Yes and no. The vulnerability exists in the OpenShift Pipelines operator regardless, but the stated impact—workload manipulation and certificate tampering—only manifests if Kueue and/or cert-manager CRDs are present. If your cluster runs Pipelines without these components, the excessive RBAC binding is still a configuration flaw, but the attack surface is narrower. Audit your cluster inventory to know your exposure.

If we restrict cluster access to a small group of trusted admins, are we safe?

Partially. If your authentication policy already restricts the system:authenticated group to a handful of trusted engineers, the risk is lower—but not eliminated. The vulnerability principle remains: the operator grants permissions that shouldn't exist. A misconfigured identity provider, a compromised service account, or a rogue insider still poses a threat. Fix the root cause by adjusting RBAC, don't rely on perimeter defense alone.

Will patching break our existing Pipelines workflows?

Unlikely, but verify. Patches will tighten RBAC to bind the scheduler role only to necessary ServiceAccounts. If your Pipelines workflows already use dedicated service accounts (the recommended practice), you'll see no disruption. If workflows depend on arbitrary authenticated users manipulating Kueue objects directly, they may break—a sign that your configuration was insecure anyway and needs redesign.

How quickly should we apply a patch once it's available?

Given the HIGH severity and low barrier to exploitation, target 2–4 weeks for production environments. If you're in a tightly controlled single-tenant lab, the timeline can be longer. For any cluster exposed to multiple internal teams or external contractors, prioritize faster. The fix is likely a YAML reconfiguration, not a risky operator upgrade, so the change risk is low.

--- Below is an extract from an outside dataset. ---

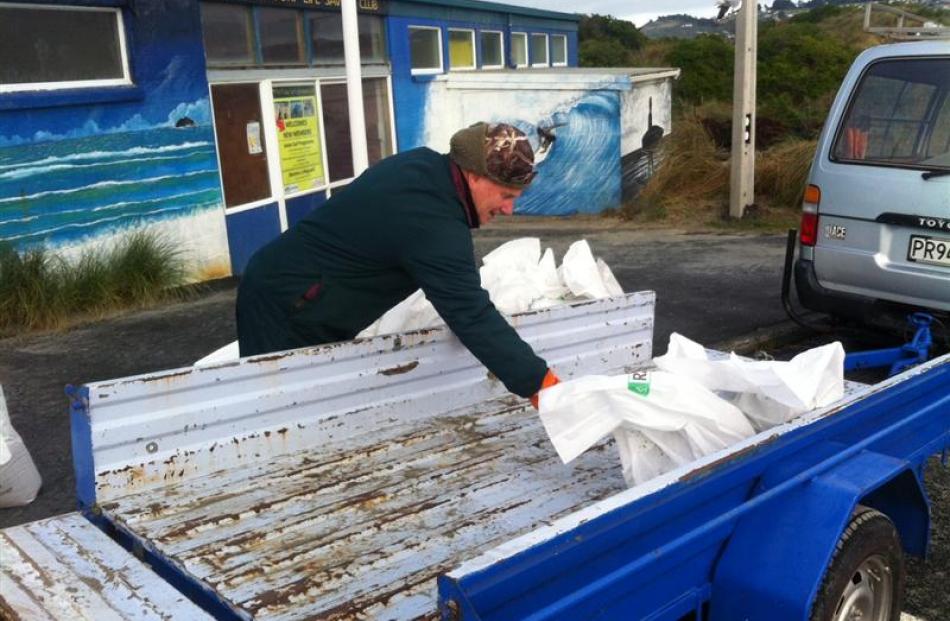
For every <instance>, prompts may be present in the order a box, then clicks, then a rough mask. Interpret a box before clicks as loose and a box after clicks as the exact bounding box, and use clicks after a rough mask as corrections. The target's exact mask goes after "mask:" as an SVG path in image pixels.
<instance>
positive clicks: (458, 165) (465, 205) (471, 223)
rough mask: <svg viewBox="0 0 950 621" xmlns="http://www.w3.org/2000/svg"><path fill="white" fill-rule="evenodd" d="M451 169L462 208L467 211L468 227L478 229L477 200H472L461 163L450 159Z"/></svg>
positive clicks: (449, 160)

This analysis is based on published vulnerability data and general Kubernetes security practices. Verify all patch version numbers, timelines, and specific workarounds against official Red Hat and OpenShift security advisories before implementation. The severity and exploitability of CVE-2026-10840 depend on your cluster configuration, authentication setup, and presence of Kueue and cert-manager. Conduct your own risk assessment in your environment. SEC.co does not provide warranty for the accuracy of third-party vendor information or guarantee that patches will resolve the issue in all deployments. Always test remediation in a non-production environment first. Source: NVD (public-domain), retrieved 2026-07-07. Analysis generated by SEC.co (claude-haiku-4-5).